Concepts
Last updated
Last updated
Prometheus Server
The Prometheus server is the brain of the metric-based monitoring system. The main job of the server is to collect the metrics from various targets using pull model.
Target is nothing but a server, pod, endpoints etc which we will look in to detail in the next topic.
The general term for collecting metrics from the targets using Prometheus is called scraping.
Targets
Target is the source where Prometheus scrape the metrics. A target could be servers, services, Kubernetes pods, application endpoints, etc.
By default prometheus looks for metrics under /metrics
path of the target. The default path can be changed in the target configuration. This means, if you dont specify a custom metric path, Prometheus looks for the metrics under /metrics
.
Service Discovery
Prometheus uses two methods to scrape metrics from the targets.

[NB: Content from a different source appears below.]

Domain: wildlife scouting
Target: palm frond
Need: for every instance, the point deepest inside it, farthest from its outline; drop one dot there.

Static configs: When the targets have a static IP or DNS endpoint, we can use those endpoints as targets.
Sevice Discovery: In most autoscaling systems and distributed systems like Kubernetes, the target will not have a static endpoint. In this case, that target endpoints are discovered using prometheus service discovery and targets are added automatically to the prometheus configuration.
TSTB
The metric data which prometheus receives changes over time (CPU, memory, network IO etc..). It is called time-series data. So Prometheus uses a Time Series Database (TSDB) to store all its data.

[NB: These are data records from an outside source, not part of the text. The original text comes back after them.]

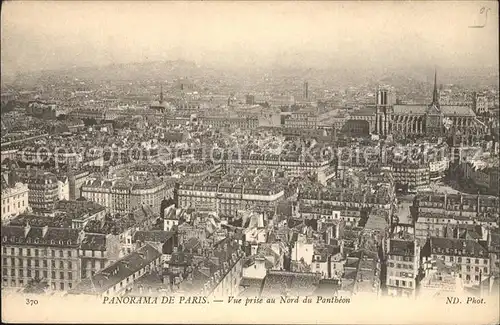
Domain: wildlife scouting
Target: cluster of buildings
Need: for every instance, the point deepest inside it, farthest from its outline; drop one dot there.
(248, 195)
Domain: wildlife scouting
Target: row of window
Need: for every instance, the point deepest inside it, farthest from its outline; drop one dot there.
(36, 252)
(8, 207)
(401, 283)
(401, 266)
(467, 260)
(36, 273)
(21, 283)
(37, 263)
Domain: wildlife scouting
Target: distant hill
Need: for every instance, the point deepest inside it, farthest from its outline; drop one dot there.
(115, 72)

By default Prometheus stores all its data in an efficient format (chunks) in the local disk. Overtime, it compacts all the old data to save space. It also has retention policy to get rid of old data.
The TSDB has inbuilt mechanisms to manage data kept for long time. You can choose any of the following data retention policies.

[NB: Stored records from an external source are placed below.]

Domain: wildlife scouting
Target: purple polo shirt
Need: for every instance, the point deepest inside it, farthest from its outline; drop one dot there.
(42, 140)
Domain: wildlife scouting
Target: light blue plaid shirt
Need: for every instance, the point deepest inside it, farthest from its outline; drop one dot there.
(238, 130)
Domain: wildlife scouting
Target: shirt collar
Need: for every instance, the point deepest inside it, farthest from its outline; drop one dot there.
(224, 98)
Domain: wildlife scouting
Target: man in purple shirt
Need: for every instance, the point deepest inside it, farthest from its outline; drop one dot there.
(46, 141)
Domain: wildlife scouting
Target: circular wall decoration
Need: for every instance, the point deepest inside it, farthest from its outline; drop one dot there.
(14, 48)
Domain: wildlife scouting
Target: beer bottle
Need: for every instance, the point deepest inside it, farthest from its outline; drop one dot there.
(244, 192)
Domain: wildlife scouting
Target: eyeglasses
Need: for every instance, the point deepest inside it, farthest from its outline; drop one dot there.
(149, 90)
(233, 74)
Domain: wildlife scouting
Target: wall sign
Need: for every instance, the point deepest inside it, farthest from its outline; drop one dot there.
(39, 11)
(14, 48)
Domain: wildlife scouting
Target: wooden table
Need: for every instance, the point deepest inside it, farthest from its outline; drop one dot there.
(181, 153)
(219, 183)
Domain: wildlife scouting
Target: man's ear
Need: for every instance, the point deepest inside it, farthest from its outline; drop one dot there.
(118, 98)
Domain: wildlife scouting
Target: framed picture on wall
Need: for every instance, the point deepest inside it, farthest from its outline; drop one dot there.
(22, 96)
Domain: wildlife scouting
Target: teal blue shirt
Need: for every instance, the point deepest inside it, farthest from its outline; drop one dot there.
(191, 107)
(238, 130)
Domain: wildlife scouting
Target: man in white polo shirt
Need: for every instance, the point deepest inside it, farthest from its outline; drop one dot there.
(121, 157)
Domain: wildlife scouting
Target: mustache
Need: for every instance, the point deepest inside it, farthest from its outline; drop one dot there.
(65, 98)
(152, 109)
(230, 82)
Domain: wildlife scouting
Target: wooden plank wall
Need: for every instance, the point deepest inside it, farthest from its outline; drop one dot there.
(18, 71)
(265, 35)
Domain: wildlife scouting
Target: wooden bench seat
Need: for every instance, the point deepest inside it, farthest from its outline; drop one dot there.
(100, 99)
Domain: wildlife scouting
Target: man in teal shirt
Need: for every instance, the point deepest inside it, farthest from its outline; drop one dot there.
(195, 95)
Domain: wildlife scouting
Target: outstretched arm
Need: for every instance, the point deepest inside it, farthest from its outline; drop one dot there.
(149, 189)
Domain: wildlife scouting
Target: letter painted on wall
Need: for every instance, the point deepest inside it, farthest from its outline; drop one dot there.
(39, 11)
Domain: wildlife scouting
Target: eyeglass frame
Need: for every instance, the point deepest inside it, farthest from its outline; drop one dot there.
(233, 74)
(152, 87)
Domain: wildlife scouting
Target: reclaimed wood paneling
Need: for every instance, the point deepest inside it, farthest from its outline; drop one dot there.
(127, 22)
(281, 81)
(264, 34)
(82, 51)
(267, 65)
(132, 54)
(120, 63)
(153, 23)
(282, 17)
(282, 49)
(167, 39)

Time based retention: Data will be kept for the specified days. The default retention is 15 days.
Size-based retention: You can specify the maximum data TSDB can hold. Once this limit it reached, prometheus will free up the space to accommodate new data.
Exporters
Exporters are like agents that run on the targets. It converts metrics from specific system to format that prometheus understands.
It could be system metrics like CPU, memory etc, or Java JMX metrics, MySQL metrics etc.
Alert Manager
Alertmanager is the key part of Prometheus monitoring system. Its primary job is to send alerts based on metric thresholds set in the Prometheus alert configuration.
The alert get triggered by Prometheus and sent to Alertmanager. It in turn sends the alerts to the respective notification systems/receivers (email, slack etc) configured in the alert manager configurations.
Alert Deduplicating: Process of silencing duplicated alerts.
Grouping: Process of grouping related alerts togther.
Silencing: Silence alerts for maintenance or false positives.
Routing: Routing alerts to appropriate receivers based on severities.
Inhibition: Process of stopping low severity alert when there is a medium of high severity alert.
PushGateway
Prometheus by default uses pull mechanism to scrap the metrics.
However, there are scenarios where metrics need to be pushed to prometheus.
So instead for waiting for prometheus to pull the metrics, we need to push the metrics to prometheus. To push metrics, prometheus offers a solution called Pushgateway. It is kind of a intermediate gateway.
Pushgateway needs to be run as a standalone component. The batch jobs can push the metrics to the pushgateway using HTTP API. Then Pushgateway exposes those metrics on /metrics
endpoint. Then prometheus scrapes those metrics from the Pushgateway.
PromQL
PromQL is a flexible query language that can be used to query time series metrics from the prometheus.
We can directly used the queries from the Prometheus
user interface or we can use curl
command to make a query over the command line interface.
Clinet Libraries
Prometheus Client Libraries are software libraries that can be used to instrument application code to expose metrics in the way Prometheus understands.
In cases where you need custom instrumentation or you want to create your own exporters, you can use the client libraries.
A very good use case is batch jobs that need to push metrics to the Pushgateway. The batch job needs to be instrumented with client libraries to expose requirement metrics in prometheus format.